Activision Settlement Nets Lead Counsel 22.7-24.5% Of Common Benefit Fee Percentage.
In In re Activision Blizzard, Inc. Stockholder Litigation, Consolidated C.A. No. 8885-VCL (Del. Ch. Ct. May 21, 2015 revised), Delaware Chancellor Travis Laster approved a settlement, awarded fees to Lead Counsel, and awarded an incentive payment to Plaintiff from the fees in a hotly contested class/derivative shareholder action. The settlement was for $275 million (monetary) and the nonmonetary benefits were pegged at $5-10 million. The settlement agreement had a “clear sailing clause” by which the defense would not contest a fee request of $72 million. The settlement was brokered by former U.S. District Judge Layn Phillips and was done one month before a scheduled trial. Under the circumstances, Chancellor Lancaster found that $72 million was reasonable given that it was 22.7%-$24.6% of the total benefit, with Delaware law approving of a 22.5%-25% percentage method when a case is close to trial. Lead Plaintiff was also allowed a $50,000 “incentive” payment out of the fee award. For those of you who practice in the corporative governance/shareholder litigation area, this decision has a very eloquent criticism of the contemporaneous ownership requirement (although the Chancellor followed it), a good discussion of the differences between direct/derivative/dual/personal claims, and a nice summary of settlement fairness factors used by Delaware courts.
U.S. Magistrate Judge Trims Fees Substantially In FLSA Restaurant Settlement.
U.S. Magistrate Judge Gary Brown, in Flores v.
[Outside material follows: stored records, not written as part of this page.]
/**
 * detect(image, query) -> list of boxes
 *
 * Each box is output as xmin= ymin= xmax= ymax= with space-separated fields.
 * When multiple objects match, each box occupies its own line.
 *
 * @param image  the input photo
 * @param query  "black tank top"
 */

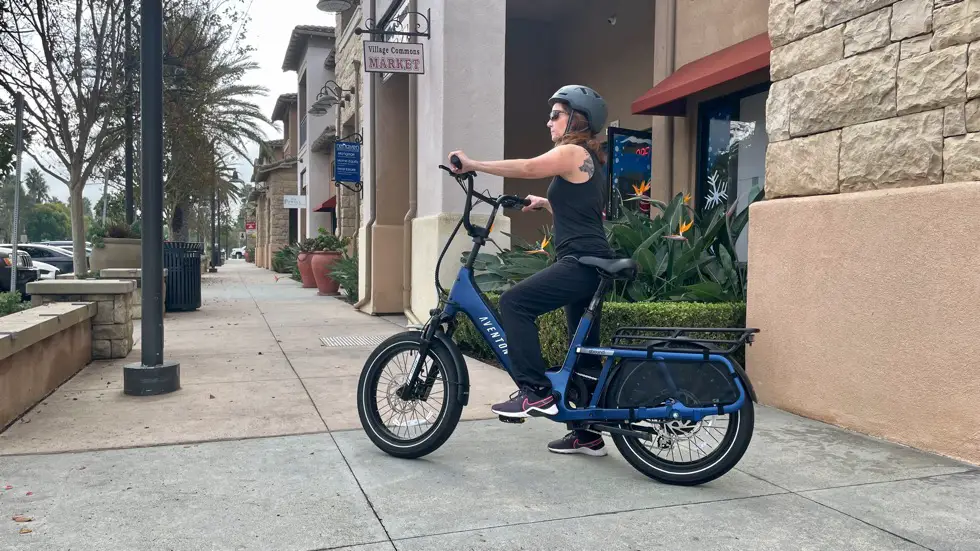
xmin=548 ymin=148 xmax=614 ymax=258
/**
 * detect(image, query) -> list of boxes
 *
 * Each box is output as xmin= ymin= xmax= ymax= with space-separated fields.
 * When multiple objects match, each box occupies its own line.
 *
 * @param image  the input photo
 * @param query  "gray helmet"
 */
xmin=548 ymin=84 xmax=608 ymax=134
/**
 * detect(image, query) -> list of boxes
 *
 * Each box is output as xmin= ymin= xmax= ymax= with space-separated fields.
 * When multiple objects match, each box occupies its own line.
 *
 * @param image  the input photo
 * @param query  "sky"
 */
xmin=22 ymin=0 xmax=335 ymax=205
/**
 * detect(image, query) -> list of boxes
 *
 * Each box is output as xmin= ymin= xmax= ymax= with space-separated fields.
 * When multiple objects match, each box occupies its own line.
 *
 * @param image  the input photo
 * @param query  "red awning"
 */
xmin=631 ymin=33 xmax=772 ymax=116
xmin=313 ymin=195 xmax=337 ymax=212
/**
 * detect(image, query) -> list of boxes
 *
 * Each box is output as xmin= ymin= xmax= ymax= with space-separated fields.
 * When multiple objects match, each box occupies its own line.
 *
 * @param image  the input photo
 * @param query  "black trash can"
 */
xmin=163 ymin=241 xmax=204 ymax=312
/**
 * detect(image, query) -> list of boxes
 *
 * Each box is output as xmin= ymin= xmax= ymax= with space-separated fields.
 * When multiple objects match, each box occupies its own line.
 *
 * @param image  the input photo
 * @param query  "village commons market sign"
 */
xmin=364 ymin=41 xmax=425 ymax=75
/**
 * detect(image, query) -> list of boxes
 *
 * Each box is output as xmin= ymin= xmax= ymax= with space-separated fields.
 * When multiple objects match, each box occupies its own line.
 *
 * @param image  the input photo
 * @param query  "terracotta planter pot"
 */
xmin=296 ymin=253 xmax=316 ymax=289
xmin=310 ymin=251 xmax=340 ymax=296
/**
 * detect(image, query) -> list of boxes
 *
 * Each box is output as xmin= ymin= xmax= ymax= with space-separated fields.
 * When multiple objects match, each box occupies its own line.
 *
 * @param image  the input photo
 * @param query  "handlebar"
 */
xmin=439 ymin=155 xmax=531 ymax=239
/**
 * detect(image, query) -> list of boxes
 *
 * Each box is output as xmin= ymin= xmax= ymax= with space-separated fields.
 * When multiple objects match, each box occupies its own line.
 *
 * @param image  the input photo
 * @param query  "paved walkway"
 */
xmin=0 ymin=261 xmax=980 ymax=551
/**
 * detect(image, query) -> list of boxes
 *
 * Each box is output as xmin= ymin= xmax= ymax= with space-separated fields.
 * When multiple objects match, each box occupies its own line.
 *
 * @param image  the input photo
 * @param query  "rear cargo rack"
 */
xmin=612 ymin=327 xmax=759 ymax=359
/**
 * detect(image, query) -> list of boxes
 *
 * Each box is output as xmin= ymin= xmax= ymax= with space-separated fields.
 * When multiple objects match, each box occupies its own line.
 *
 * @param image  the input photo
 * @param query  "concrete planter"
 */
xmin=89 ymin=237 xmax=143 ymax=272
xmin=310 ymin=251 xmax=340 ymax=297
xmin=27 ymin=280 xmax=136 ymax=360
xmin=99 ymin=268 xmax=167 ymax=320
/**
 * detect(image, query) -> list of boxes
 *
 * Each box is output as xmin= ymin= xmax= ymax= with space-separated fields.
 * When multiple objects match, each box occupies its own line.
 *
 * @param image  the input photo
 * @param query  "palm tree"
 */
xmin=164 ymin=2 xmax=269 ymax=240
xmin=24 ymin=168 xmax=51 ymax=204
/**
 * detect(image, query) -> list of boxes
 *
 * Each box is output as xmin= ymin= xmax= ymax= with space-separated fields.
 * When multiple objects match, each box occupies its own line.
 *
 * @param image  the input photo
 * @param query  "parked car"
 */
xmin=0 ymin=248 xmax=41 ymax=300
xmin=31 ymin=259 xmax=61 ymax=279
xmin=0 ymin=243 xmax=81 ymax=274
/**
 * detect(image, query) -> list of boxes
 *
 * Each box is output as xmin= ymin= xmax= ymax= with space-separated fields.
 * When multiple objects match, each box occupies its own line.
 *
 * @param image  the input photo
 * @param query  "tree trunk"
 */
xmin=69 ymin=184 xmax=88 ymax=277
xmin=170 ymin=201 xmax=189 ymax=241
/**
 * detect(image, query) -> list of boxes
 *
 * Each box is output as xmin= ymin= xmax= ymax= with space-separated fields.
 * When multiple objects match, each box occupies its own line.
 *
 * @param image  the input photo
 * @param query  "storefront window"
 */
xmin=606 ymin=127 xmax=653 ymax=220
xmin=696 ymin=84 xmax=769 ymax=262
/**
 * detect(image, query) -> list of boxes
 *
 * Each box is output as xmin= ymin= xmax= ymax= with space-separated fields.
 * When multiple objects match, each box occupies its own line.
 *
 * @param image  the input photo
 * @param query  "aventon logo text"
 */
xmin=480 ymin=317 xmax=507 ymax=356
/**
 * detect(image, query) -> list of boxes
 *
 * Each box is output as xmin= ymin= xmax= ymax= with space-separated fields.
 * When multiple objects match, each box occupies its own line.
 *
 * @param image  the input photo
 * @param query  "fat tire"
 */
xmin=357 ymin=331 xmax=463 ymax=459
xmin=604 ymin=360 xmax=755 ymax=486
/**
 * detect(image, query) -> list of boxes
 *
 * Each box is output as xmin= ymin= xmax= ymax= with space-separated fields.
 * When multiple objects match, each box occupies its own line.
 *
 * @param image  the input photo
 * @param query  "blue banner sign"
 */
xmin=333 ymin=142 xmax=361 ymax=182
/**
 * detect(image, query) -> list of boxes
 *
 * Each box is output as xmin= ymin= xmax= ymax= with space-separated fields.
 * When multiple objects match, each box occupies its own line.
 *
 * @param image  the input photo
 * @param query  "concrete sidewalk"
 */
xmin=0 ymin=261 xmax=980 ymax=551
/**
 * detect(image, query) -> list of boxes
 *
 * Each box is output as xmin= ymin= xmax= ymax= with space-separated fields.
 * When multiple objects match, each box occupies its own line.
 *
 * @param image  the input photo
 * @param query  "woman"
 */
xmin=450 ymin=85 xmax=614 ymax=456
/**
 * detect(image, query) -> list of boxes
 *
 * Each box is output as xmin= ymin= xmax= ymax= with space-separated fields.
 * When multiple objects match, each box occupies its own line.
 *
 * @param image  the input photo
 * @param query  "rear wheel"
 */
xmin=357 ymin=331 xmax=463 ymax=459
xmin=605 ymin=360 xmax=755 ymax=486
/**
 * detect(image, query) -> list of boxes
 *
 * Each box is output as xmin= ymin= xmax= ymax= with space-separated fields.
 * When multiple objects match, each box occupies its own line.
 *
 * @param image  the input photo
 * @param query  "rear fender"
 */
xmin=728 ymin=358 xmax=759 ymax=404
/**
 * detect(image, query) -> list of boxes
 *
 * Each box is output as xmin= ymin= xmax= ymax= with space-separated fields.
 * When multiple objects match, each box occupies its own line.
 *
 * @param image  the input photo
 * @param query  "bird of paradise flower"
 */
xmin=527 ymin=237 xmax=551 ymax=254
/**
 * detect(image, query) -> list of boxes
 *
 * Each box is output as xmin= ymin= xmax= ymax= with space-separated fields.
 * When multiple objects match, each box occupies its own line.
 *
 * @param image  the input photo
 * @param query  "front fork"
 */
xmin=398 ymin=309 xmax=455 ymax=402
Mamma Lombardi’s of Holbrook, No. 12-cv-3532 (E.D.N.Y.), approved a $1.375 million FLSA restaurant overtime wage class action settlement. However, he rejected awarding class counsel the requested one-third of the settlement amount ($458,333), scoffing at the suggestion that district courts had to be constrained by a Second Circuit trend to award this one-third percentage number. Instead, Magistrate Judge Brown used the lodestar approach, reducing the fee request by about 80% down to an awarded $93,000 in fees based on trimming the requested hourly rates and culling hours deemed to be unnecessary/inappropriate/antithetical to the overall settlement.
MDL Fee Trends Surveyed By Two Blogging Indianapolis Attorneys.
Our friends at NALFA have posted an interesting legal blog by Alicia M. Raines and Jennifer R. Tudor of the Indianapolis office of Barnes & Thornburg LLP. They have posted on an article on some trends regarding fee awards in Multidistrict Litigation (MDL) cases, the highlights of which we summarize this way: (1) common fund or common benefit theories are most frequently used as a basis for fee entitlement; (2) a “blended approach”—using the percentage method primarily and then checking it against the lodestar method—seems to be the dominant approach, although this is not uniform among various courts; and (3) appointment of a special master is the favorite mechanism for determining the amount of fees/expenses (generally with the master making recommendations for approval by a district judge).